Scope creep may happen naturally. The client may want more features for the same price where the project manager may just bow down to keep the customer happy. Similarly, the implementation team themselves may add more scope by trying to gold-plate or when they try to make things more visual by prototyping. Project scope may increase knowingly or unknowingly. This is a guide for managing a scope creep in project management.
Importance of Controlling/Avoiding Scope Creep
It is important for project management professionals to avoid scope creep in order to increase the chances of delivering a project on time and on budget. Delivering a project on time will depend on how many features are taken up for each milestone or iteration and how the team can work efficiently to achieve the same.
Managing scope is thus an important competency for a project manager. Predictive projects may follow formal Change Control Processes through a Change Control Board (CCB) to validate and bring in changes. Adaptive agile projects can be more complex with the requirements needed to be groomed and managed as a product backlog.
Tips for Project Managers for Controlling Scope Creep
1) Understand Project Goals and Objectives
It is extremely important for the project manager to be aware of the client’s vision for the project and for the product. The project manager must understand how the project objectives tie-up with the corporate vision and strategy. The old adage goes, as ‘Something well begun is half done’. Thus a good understanding of what the client wants will help define what and how to manage.

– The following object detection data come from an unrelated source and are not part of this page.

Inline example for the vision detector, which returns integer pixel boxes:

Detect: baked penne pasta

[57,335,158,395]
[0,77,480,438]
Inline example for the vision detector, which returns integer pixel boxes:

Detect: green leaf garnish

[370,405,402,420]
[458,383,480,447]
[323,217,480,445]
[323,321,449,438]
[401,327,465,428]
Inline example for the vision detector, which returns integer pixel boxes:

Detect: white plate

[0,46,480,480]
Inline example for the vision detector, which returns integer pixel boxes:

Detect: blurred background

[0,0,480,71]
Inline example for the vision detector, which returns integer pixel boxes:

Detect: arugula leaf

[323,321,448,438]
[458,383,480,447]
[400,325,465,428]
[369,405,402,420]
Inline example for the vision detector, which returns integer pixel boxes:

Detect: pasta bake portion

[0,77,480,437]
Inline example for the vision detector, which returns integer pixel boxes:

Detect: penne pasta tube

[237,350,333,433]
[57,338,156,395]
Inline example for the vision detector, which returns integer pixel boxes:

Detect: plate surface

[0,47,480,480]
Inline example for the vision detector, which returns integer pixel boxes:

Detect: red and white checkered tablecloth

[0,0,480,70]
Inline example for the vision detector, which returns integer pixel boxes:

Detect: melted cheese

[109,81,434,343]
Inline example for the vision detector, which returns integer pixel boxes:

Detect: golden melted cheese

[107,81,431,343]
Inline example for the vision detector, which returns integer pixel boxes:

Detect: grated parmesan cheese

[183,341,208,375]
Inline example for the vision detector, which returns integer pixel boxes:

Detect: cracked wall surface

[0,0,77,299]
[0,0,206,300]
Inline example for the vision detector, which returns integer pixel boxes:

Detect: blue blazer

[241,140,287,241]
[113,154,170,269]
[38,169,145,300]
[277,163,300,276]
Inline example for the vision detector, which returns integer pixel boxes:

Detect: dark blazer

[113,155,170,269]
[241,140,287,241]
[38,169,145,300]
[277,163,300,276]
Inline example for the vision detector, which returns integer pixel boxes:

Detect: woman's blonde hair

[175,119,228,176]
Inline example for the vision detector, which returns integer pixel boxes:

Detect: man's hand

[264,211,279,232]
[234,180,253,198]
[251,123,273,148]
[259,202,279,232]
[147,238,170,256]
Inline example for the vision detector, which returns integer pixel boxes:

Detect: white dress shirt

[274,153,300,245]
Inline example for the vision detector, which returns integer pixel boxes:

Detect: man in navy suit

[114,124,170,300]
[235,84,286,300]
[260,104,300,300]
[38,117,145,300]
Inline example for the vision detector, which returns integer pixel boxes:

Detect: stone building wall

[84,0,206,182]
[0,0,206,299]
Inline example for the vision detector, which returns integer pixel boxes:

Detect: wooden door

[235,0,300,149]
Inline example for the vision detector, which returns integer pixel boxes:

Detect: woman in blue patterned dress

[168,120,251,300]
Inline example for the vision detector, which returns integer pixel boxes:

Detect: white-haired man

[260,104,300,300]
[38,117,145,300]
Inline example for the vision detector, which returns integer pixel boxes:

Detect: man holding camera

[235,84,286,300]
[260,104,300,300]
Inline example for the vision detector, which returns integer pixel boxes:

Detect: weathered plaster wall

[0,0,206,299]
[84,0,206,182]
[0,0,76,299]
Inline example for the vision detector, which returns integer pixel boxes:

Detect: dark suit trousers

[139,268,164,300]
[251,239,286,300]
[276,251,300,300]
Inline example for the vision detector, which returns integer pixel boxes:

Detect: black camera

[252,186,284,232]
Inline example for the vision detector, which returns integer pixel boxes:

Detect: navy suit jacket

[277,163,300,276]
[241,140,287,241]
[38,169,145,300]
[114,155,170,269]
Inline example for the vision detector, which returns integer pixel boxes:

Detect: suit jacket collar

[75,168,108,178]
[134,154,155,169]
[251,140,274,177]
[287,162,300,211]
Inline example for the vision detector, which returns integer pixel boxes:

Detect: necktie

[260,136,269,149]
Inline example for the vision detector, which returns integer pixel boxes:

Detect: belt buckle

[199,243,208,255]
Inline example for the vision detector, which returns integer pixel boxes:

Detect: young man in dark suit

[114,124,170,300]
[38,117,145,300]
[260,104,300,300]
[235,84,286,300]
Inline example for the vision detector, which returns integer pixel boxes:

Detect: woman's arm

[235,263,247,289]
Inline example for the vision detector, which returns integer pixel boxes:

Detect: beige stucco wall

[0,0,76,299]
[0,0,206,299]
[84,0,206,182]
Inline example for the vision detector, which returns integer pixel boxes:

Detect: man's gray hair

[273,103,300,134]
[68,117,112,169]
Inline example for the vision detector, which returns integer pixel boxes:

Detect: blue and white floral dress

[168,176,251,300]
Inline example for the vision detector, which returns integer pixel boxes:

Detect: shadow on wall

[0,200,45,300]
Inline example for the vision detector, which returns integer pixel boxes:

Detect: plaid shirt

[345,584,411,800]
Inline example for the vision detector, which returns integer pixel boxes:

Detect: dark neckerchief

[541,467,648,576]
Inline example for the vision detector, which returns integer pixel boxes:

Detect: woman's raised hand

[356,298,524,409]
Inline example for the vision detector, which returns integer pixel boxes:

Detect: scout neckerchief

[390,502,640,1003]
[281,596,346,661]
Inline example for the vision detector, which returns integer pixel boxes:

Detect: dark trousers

2) Understand Solution Requirements
Project managers of yesteryears considered that the understanding of the functional and non-functional requirements is not their problem. But now, it is imperative and the project managers understand the requirements and how they are related to goals and objectives so that they can plan the work and manage it properly. Understanding of requirements will allow the project manager to decompose requirements down to task level, identify milestones and resources and thus assist in keeping the project on track.
3) Stay on Track
From day one of the project, the project manager must manage project scope and take necessary steps to avoid scope creep. The project manager tracking the requirements and change requests properly will assist in this case.
4) Devise Solid Change Management Process
A well-defined process to identify., evaluate, approve and report on scope changes in a formal change management process is an imperative part of scope management in order to contain scope creep. The project manager is responsible for defining and enforcing the change management process as well as educating team members on the importance of change management for the health of the project. In predictive or in adaptive projects, it is always good to limit the authority to request and to approve change requests.
5) Learn to Say “No”
The project manager should be able to say “No” to unreasonable or unrealistic requests for an additional scope on the project. The project manager must be able to explain to the requester as to why a certain request is rejected with proper facts. Team members should not entertain undocumented requested for project changes as Gold-plating by team members should be avoided at all costs.
While it is always difficult to say “No” and reject changes from clients and project stakeholders, the Project Manager needs to rely on their negotiation and facilitation skills in order to ensure a positive outcome for their projects while maintaining active stakeholder engagement.
Being a project manager, frequently cutting down on scope creep determines the scope changes and how well you are managing your resources. The responsibility of scope management and controlling scope creep is on the shoulders of the Project Manager working with the Business Analyst on the project.